Food security in South Sudan is likely to deteriorate to unprecedented levels, with thousands of people at risk of famine. At the height of the lean season in July 2017/2018, some 4.8 million people – more than one in every three people in South Sudan – were estimated to be severely food insecure. It is projected that more than five million people will be in urgent need of food security and livelihoods support during the lean season in 2018. This includes some 302,800 refugees in South Sudan. People affected by conflict and displaced households are facing alarming food consumption gaps. As the humanitarian crisis has deepened and expanded, food insecurity has risen to unprecedented levels due to a combination of conflict, insecurity, low cereal production, severe economic crisis, and the exhaustion of coping capacities in the last five years of crisis. These multiple and interlocking threats have caused a decline in purchasing power, reduced trade flows, decreasing agricultural production and expanding insecurity, making the food security situation highly precarious. Negative coping strategies have been adopted by most of the population, particularly reducing the number of meals consumed by (89%), reducing adult consumption (74%), relying on wild food (70%) and spending a day without food (58%). 32% Livelihoods have been decimated by the crisis.

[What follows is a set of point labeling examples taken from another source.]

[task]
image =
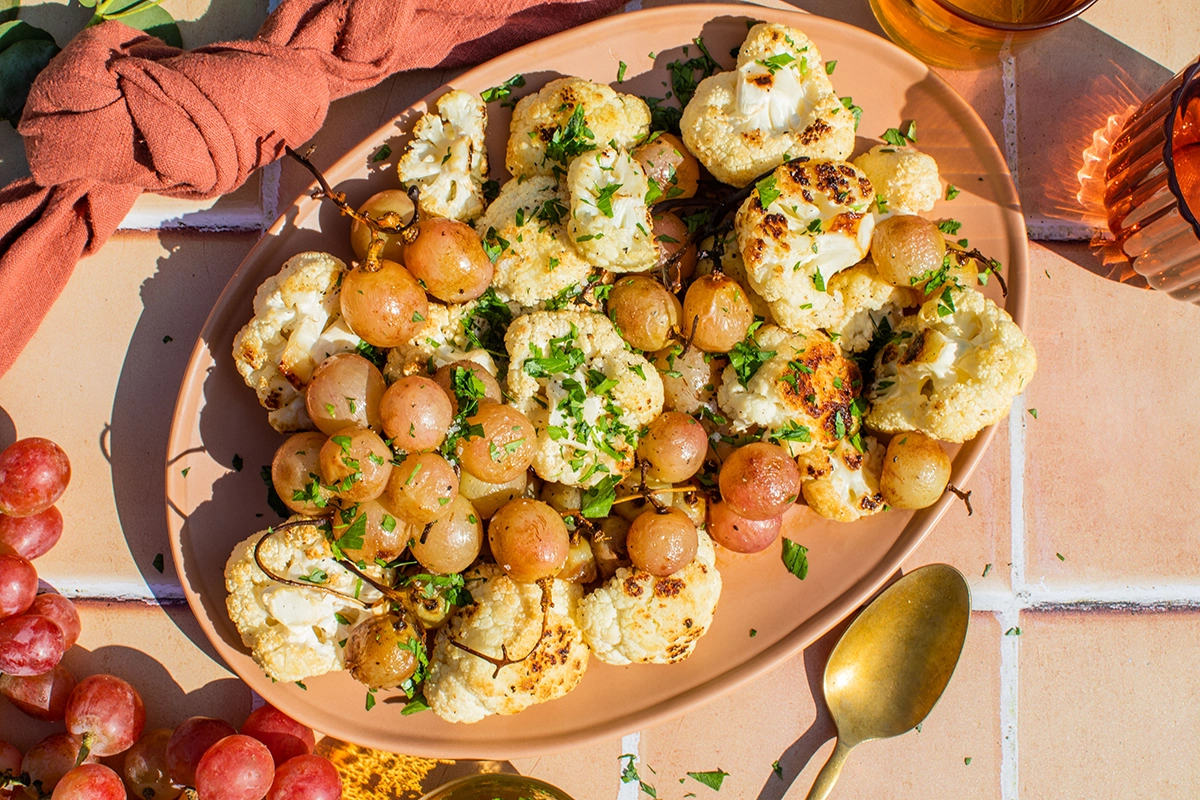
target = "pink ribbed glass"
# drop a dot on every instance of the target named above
(1152, 187)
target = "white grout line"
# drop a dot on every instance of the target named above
(629, 744)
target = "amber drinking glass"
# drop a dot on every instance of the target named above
(1152, 187)
(969, 34)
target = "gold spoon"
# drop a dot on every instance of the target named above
(893, 662)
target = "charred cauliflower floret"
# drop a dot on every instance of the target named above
(905, 179)
(867, 300)
(804, 392)
(570, 116)
(610, 221)
(952, 370)
(293, 632)
(843, 483)
(448, 157)
(802, 226)
(507, 618)
(637, 618)
(583, 391)
(777, 103)
(441, 341)
(297, 325)
(525, 230)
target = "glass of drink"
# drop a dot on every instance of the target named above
(969, 34)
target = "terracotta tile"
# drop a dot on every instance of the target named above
(1109, 469)
(972, 542)
(109, 405)
(1109, 705)
(777, 719)
(161, 651)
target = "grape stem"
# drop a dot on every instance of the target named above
(504, 660)
(388, 224)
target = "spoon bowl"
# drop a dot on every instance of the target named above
(893, 662)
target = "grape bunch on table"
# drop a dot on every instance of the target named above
(105, 716)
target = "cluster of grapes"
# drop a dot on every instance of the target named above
(105, 716)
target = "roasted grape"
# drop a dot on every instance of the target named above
(916, 471)
(190, 741)
(385, 307)
(237, 768)
(357, 464)
(295, 474)
(145, 770)
(415, 413)
(907, 250)
(760, 481)
(487, 498)
(345, 392)
(34, 474)
(42, 697)
(529, 540)
(661, 542)
(111, 710)
(378, 205)
(34, 535)
(717, 308)
(505, 447)
(383, 651)
(421, 488)
(449, 260)
(18, 585)
(673, 447)
(453, 542)
(283, 737)
(689, 379)
(667, 162)
(738, 534)
(445, 378)
(306, 777)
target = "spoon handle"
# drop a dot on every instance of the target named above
(829, 773)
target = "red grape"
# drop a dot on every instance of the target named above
(90, 782)
(283, 737)
(189, 744)
(306, 777)
(34, 535)
(237, 768)
(52, 758)
(145, 768)
(111, 710)
(30, 645)
(34, 474)
(18, 584)
(42, 697)
(60, 611)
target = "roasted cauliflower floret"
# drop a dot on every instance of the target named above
(637, 618)
(952, 370)
(867, 300)
(297, 325)
(507, 618)
(583, 391)
(448, 157)
(525, 229)
(804, 392)
(777, 103)
(843, 483)
(293, 632)
(610, 221)
(905, 179)
(815, 223)
(570, 116)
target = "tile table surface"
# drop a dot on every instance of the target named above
(1078, 679)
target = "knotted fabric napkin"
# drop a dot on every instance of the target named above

About 50% of all harvests have been lost in areas affected by violence, and many farmers have been unable to plant or harvest due to insecurity and restrictions on freedom of movement.

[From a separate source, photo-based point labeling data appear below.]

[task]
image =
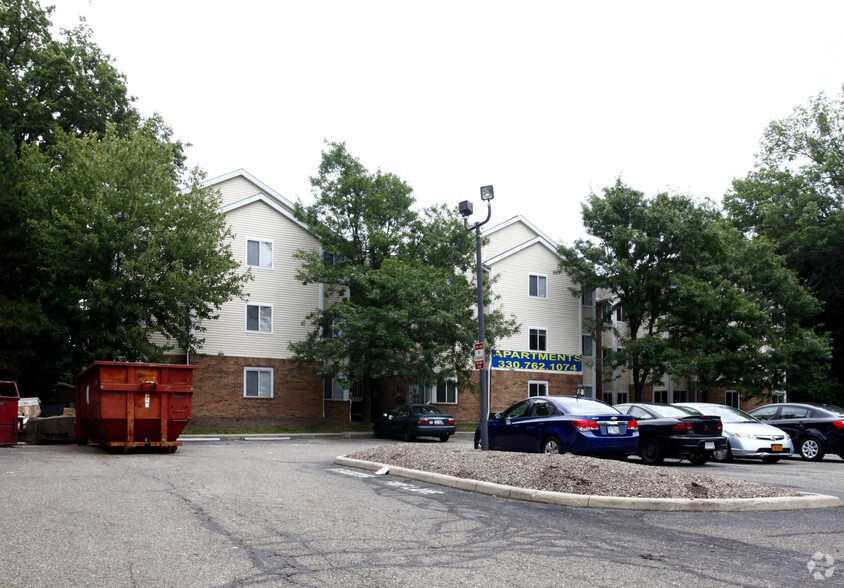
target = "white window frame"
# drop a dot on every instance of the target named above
(544, 330)
(262, 262)
(588, 345)
(544, 282)
(736, 395)
(541, 385)
(259, 371)
(337, 391)
(260, 307)
(433, 390)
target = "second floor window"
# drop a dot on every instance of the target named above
(259, 253)
(538, 286)
(259, 319)
(538, 340)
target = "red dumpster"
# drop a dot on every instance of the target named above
(130, 405)
(9, 399)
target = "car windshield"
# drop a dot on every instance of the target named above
(426, 409)
(728, 414)
(672, 411)
(830, 407)
(584, 406)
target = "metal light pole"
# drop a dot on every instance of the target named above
(465, 208)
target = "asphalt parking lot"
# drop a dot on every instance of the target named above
(269, 513)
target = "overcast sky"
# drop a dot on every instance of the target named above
(546, 101)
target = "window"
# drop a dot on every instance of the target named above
(538, 340)
(332, 389)
(731, 398)
(537, 388)
(259, 318)
(538, 288)
(587, 345)
(444, 392)
(259, 253)
(766, 413)
(258, 382)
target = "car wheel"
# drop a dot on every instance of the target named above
(699, 458)
(552, 445)
(811, 448)
(651, 452)
(723, 455)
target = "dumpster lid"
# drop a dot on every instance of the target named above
(9, 389)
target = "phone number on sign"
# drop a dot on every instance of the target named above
(528, 365)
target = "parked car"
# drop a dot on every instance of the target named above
(815, 429)
(675, 431)
(410, 421)
(747, 437)
(560, 424)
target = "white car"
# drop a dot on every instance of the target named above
(747, 436)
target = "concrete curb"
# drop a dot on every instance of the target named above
(802, 502)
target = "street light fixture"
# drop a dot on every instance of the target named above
(466, 209)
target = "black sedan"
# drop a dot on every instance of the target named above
(815, 429)
(561, 424)
(410, 421)
(674, 431)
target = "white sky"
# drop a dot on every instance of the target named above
(546, 100)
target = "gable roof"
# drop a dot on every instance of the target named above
(267, 195)
(541, 239)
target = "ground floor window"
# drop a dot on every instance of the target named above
(258, 382)
(537, 388)
(332, 390)
(444, 392)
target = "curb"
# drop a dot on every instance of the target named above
(802, 502)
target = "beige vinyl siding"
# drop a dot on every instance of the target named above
(506, 238)
(559, 313)
(276, 287)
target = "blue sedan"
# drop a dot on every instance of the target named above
(560, 424)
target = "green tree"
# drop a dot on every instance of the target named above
(399, 299)
(47, 85)
(697, 298)
(123, 254)
(793, 198)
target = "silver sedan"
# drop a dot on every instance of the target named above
(747, 436)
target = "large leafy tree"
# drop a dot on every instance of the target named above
(698, 300)
(793, 199)
(47, 85)
(399, 296)
(123, 254)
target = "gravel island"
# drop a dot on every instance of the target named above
(567, 473)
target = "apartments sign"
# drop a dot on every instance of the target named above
(535, 360)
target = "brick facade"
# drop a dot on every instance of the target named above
(297, 396)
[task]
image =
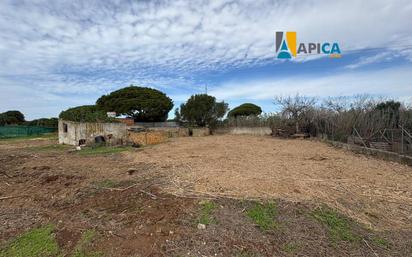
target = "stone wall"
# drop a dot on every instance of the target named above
(74, 133)
(254, 131)
(147, 137)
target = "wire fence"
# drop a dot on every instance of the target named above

- Crop and horticulture: Enhance crop and horticultural production activities to ensure adequate food production among the target communities.
- Livestock Production: Reduce livestock morbidity and mortality rates among the livestock.
- Fisheries Production: Enhance fishing activities and value addition methods for maximum output.
- Livelihoods and empowerment programmes: Enhance livelihoods and copying skills and literacy among the communities targeted and sustainable agricultural development.